Bottom line, if you are a leader in a startup that is growing rapidly and in need of a more explicit focus on performance management, here’s an oversimplified formula that’s worked for me:
  1. Be clear about what drives success for the business, then create a handful of metrics, measure them, share them, post them – make sure everyone has clarity if we do x, then we achieve y.
  2. With success metrics clear, ensure everyone has actionable individual goals that tie directly to the organizational metrics.  This can be tricky for non-executives.  Every individual goal should roll up into the organizational metrics, directly or indirectly (Some goals should reinforce desired behaviors, not just quantified metrics).
  3. Provide frequent feedback, encourage dialogue and make course corrections.  This should be an ongoing topic of discussion every week as part of a broader check in with direct reports, especially in the early days of implementation.
  4. Be timely.  Don’t let half the quarter expire before individual goals are in place.  It shows a lack of commitment.  How can evaluations be objective if goals are undefined for half the period?

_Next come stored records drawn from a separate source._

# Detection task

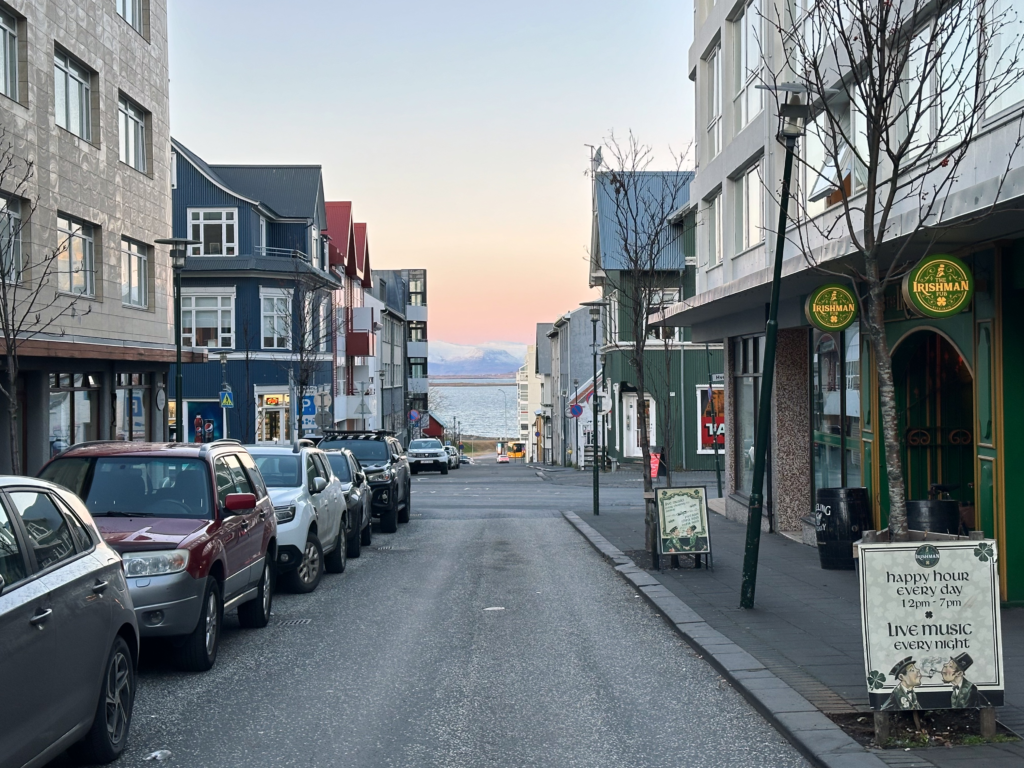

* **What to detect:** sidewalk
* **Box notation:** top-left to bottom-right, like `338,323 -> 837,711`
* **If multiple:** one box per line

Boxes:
568,499 -> 1024,768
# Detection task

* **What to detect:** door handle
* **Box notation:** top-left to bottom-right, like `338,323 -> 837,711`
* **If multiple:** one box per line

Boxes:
92,580 -> 109,594
30,608 -> 53,627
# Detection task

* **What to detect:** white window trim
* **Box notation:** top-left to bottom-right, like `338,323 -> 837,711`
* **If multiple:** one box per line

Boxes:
116,0 -> 143,33
0,6 -> 18,102
260,286 -> 292,351
121,237 -> 149,309
118,94 -> 147,173
735,0 -> 763,129
181,286 -> 236,350
706,193 -> 723,267
187,207 -> 238,256
170,150 -> 177,189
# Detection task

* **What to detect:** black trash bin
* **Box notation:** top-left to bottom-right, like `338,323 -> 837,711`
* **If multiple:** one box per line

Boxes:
815,487 -> 872,570
906,500 -> 960,535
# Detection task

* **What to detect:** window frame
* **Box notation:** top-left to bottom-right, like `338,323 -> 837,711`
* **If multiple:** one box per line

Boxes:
8,488 -> 90,574
116,0 -> 144,35
181,289 -> 235,350
1,195 -> 21,282
56,213 -> 95,296
118,93 -> 147,173
734,0 -> 763,130
706,193 -> 723,266
121,237 -> 149,308
706,46 -> 723,159
737,162 -> 764,252
260,288 -> 291,350
53,48 -> 92,142
0,5 -> 18,103
187,208 -> 238,256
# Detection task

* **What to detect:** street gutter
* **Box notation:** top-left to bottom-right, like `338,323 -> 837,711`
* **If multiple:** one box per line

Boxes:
562,510 -> 888,768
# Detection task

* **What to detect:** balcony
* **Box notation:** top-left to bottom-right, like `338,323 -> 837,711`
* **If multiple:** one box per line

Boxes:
252,246 -> 310,262
347,331 -> 376,357
407,341 -> 428,358
406,304 -> 427,322
408,377 -> 429,394
340,307 -> 379,359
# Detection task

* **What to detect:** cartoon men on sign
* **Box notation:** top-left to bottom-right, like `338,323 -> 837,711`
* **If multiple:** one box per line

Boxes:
942,653 -> 988,709
663,525 -> 700,553
881,657 -> 922,711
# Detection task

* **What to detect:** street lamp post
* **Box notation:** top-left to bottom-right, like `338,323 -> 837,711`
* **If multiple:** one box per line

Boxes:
582,300 -> 607,516
739,91 -> 807,609
155,238 -> 200,442
573,378 -> 579,468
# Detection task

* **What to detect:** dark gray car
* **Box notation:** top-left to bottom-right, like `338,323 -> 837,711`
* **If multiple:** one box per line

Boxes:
323,449 -> 372,557
0,476 -> 139,767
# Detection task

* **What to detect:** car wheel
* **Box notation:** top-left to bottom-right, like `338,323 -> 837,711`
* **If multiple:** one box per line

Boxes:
343,509 -> 362,558
360,512 -> 372,545
72,636 -> 135,764
379,494 -> 398,533
326,514 -> 349,573
285,532 -> 324,592
176,578 -> 222,672
238,558 -> 274,628
441,464 -> 449,475
398,481 -> 411,524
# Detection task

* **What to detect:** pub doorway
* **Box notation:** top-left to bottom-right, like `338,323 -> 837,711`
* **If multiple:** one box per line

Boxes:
891,330 -> 975,524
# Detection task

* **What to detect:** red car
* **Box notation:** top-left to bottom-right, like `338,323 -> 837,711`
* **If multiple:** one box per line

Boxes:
40,440 -> 277,671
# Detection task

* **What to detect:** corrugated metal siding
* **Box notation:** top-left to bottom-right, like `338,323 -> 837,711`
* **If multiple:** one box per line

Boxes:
173,155 -> 257,254
269,222 -> 308,254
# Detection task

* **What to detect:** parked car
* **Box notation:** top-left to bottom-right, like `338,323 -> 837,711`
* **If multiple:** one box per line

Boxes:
459,454 -> 472,465
408,438 -> 448,475
322,448 -> 372,556
39,440 -> 277,672
444,446 -> 460,470
318,431 -> 410,533
0,476 -> 139,767
247,445 -> 347,594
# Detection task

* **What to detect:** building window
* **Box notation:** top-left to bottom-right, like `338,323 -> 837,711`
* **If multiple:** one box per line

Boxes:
56,214 -> 95,296
986,0 -> 1024,115
116,0 -> 143,34
1,195 -> 21,281
706,46 -> 722,159
262,292 -> 291,350
410,357 -> 427,378
54,49 -> 92,141
319,300 -> 331,352
170,150 -> 177,188
707,193 -> 722,266
812,327 -> 861,498
48,373 -> 101,455
121,237 -> 148,308
118,94 -> 147,173
734,0 -> 763,130
182,293 -> 234,349
188,208 -> 237,256
114,373 -> 149,441
737,162 -> 763,252
408,321 -> 427,342
0,6 -> 18,102
408,270 -> 426,306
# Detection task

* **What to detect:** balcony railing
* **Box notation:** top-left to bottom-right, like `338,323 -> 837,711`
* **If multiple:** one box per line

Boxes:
252,246 -> 310,262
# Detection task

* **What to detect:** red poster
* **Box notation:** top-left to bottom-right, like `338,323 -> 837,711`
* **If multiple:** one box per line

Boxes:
698,387 -> 725,453
650,452 -> 661,479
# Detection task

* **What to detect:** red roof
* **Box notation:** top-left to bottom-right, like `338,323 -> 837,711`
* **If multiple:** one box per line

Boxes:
354,223 -> 372,288
325,201 -> 356,276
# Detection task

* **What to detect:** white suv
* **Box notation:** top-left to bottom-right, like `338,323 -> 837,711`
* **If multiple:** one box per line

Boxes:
248,445 -> 346,593
408,438 -> 449,475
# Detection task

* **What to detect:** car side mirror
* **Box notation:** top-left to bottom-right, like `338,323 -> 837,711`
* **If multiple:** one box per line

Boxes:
224,493 -> 257,514
356,472 -> 366,484
312,476 -> 328,494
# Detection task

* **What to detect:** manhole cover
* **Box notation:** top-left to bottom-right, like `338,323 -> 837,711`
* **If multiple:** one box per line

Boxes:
374,545 -> 394,551
371,546 -> 410,552
278,619 -> 311,626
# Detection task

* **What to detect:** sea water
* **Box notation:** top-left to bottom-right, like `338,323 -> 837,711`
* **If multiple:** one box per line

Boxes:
428,379 -> 518,438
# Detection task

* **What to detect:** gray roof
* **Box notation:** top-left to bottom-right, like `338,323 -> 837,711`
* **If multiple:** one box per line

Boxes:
172,139 -> 250,203
594,171 -> 694,272
183,256 -> 340,289
209,165 -> 326,226
535,323 -> 554,374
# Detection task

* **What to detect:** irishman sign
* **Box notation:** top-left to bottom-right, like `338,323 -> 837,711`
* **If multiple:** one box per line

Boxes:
805,284 -> 859,332
859,540 -> 1004,710
901,254 -> 974,318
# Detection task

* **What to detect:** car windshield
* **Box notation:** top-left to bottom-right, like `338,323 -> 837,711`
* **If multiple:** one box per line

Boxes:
320,439 -> 388,462
251,455 -> 301,487
410,440 -> 441,450
40,456 -> 214,519
325,454 -> 352,482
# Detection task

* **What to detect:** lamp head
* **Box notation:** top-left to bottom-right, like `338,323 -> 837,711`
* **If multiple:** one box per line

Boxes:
779,93 -> 809,139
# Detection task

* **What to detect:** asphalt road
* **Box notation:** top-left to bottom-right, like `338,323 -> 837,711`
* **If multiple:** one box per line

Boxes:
64,460 -> 808,768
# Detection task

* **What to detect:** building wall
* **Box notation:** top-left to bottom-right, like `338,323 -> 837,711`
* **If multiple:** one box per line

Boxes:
771,328 -> 811,532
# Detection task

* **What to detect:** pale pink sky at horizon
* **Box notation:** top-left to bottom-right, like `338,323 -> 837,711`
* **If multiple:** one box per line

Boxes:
168,1 -> 694,345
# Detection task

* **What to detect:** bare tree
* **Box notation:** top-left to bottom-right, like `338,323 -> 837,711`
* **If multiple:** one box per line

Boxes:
0,130 -> 91,472
237,315 -> 257,444
757,0 -> 1024,536
594,132 -> 692,554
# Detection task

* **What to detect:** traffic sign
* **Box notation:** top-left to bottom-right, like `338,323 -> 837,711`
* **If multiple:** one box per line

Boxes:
219,390 -> 234,408
569,403 -> 584,418
315,391 -> 332,408
409,409 -> 420,423
315,408 -> 333,430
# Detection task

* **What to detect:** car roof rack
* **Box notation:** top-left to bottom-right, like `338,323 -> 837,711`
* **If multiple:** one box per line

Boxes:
198,438 -> 242,456
321,429 -> 394,439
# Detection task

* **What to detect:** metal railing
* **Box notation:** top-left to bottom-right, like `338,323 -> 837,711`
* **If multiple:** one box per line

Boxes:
252,246 -> 309,262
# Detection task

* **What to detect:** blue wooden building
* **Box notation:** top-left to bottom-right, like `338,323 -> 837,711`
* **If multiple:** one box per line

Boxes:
170,139 -> 339,443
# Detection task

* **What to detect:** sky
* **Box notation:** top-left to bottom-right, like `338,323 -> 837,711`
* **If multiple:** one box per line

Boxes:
168,0 -> 694,346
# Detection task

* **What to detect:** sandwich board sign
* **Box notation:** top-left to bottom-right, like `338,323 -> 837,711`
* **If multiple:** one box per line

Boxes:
858,539 -> 1003,710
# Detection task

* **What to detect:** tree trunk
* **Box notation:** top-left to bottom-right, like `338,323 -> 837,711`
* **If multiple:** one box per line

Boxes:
865,287 -> 908,538
6,355 -> 18,474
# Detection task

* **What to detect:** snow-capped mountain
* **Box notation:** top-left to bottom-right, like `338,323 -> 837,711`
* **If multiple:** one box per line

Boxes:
429,340 -> 527,376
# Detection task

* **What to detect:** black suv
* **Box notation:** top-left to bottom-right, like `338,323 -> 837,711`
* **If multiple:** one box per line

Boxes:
317,431 -> 410,533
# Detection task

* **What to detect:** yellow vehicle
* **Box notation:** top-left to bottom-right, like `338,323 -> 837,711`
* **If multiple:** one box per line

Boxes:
507,441 -> 526,459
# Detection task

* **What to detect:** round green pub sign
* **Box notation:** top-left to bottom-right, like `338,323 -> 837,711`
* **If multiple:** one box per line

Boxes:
804,284 -> 859,332
901,254 -> 974,318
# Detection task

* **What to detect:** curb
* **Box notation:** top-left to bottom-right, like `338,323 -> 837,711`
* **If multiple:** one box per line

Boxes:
562,510 -> 887,768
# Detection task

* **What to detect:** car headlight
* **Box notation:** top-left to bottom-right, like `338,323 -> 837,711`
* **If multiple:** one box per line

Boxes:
122,549 -> 189,577
369,469 -> 393,482
275,505 -> 296,523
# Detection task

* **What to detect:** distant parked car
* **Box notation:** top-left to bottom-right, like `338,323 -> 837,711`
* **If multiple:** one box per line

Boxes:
497,454 -> 509,464
322,448 -> 373,556
40,440 -> 277,672
0,476 -> 139,767
444,446 -> 460,470
318,431 -> 411,533
248,445 -> 347,594
459,454 -> 472,465
408,438 -> 448,475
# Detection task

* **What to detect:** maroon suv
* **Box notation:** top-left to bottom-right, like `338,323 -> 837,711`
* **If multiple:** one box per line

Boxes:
40,440 -> 277,671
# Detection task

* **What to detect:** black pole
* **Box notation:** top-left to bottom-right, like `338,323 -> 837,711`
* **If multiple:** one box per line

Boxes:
592,315 -> 600,515
706,341 -> 723,498
174,264 -> 183,442
740,133 -> 797,610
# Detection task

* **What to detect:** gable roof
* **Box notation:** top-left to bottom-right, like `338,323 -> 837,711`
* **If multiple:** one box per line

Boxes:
592,171 -> 694,275
209,165 -> 326,225
172,138 -> 261,207
354,223 -> 372,288
325,201 -> 357,276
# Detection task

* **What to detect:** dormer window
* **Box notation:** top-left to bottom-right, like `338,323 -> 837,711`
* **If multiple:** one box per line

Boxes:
188,208 -> 236,256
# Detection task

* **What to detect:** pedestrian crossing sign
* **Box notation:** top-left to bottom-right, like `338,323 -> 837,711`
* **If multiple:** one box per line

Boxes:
219,390 -> 234,408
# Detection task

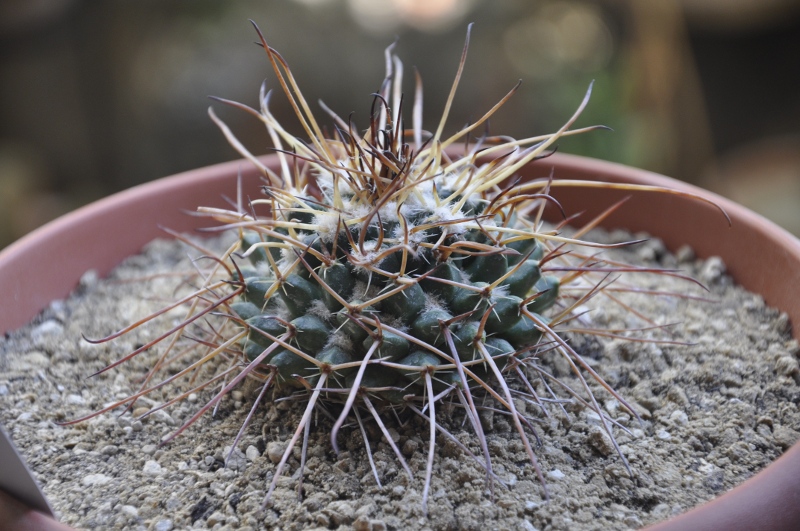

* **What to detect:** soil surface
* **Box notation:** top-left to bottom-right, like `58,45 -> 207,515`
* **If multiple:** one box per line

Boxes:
1,232 -> 799,531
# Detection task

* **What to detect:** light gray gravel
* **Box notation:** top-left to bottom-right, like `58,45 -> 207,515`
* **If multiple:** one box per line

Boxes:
1,234 -> 799,530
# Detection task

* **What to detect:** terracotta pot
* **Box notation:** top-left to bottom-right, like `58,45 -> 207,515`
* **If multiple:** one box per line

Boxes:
1,153 -> 798,530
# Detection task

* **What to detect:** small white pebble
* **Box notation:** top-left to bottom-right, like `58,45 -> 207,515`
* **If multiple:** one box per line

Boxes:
143,460 -> 162,475
675,245 -> 695,262
206,512 -> 226,527
657,429 -> 672,440
31,320 -> 64,341
246,445 -> 261,461
505,473 -> 518,487
100,445 -> 119,456
66,394 -> 85,405
547,469 -> 565,480
386,428 -> 400,443
23,351 -> 50,367
153,520 -> 173,531
587,426 -> 615,456
82,474 -> 111,486
223,446 -> 247,470
266,441 -> 287,464
152,409 -> 175,425
142,444 -> 158,455
79,269 -> 99,289
669,410 -> 689,426
624,514 -> 643,528
120,505 -> 138,518
583,410 -> 602,425
699,256 -> 725,284
48,299 -> 67,317
604,399 -> 620,416
165,497 -> 181,511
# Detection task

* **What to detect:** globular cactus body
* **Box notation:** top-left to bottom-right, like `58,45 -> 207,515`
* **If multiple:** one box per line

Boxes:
69,22 -> 726,514
197,23 -> 620,508
235,221 -> 556,387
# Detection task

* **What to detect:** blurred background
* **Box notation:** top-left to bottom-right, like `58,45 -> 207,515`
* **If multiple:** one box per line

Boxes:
1,0 -> 799,249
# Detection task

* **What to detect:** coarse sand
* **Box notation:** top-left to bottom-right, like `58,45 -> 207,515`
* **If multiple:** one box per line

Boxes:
1,232 -> 799,531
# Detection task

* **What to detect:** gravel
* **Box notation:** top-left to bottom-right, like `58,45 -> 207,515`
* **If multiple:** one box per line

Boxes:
1,234 -> 799,530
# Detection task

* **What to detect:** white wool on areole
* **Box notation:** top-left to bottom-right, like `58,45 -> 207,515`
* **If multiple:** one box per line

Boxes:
280,245 -> 297,264
348,240 -> 384,275
348,202 -> 374,223
315,166 -> 359,198
313,210 -> 344,243
324,329 -> 354,353
306,299 -> 333,322
428,204 -> 468,235
377,201 -> 400,223
399,191 -> 437,211
391,222 -> 428,245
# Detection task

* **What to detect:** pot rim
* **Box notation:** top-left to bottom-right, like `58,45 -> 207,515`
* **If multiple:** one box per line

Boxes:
1,153 -> 798,530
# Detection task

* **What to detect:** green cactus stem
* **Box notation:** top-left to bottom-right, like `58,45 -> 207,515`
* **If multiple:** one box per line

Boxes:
67,21 -> 728,517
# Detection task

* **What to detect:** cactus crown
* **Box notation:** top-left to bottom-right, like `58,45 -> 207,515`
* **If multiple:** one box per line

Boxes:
70,23 -> 726,514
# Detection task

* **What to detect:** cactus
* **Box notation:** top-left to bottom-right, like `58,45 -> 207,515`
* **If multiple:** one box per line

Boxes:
66,22 -> 728,514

  5. And most important, lead by example, evaluate your staff objectively.  No inner circles, no boys/girls club, no rewarding big talkers, no overly subjective evaluations.  Even with the best intentions this can go awry simply because you may not have a full view of your employee’s performance if they work closely with others.  Important to actively seek out performance feedback from those with the best understanding of performance.  Put in the effort to get it right, you may be fooled by a lack of information on someone’s performance, but everyone else in the organization won’t be.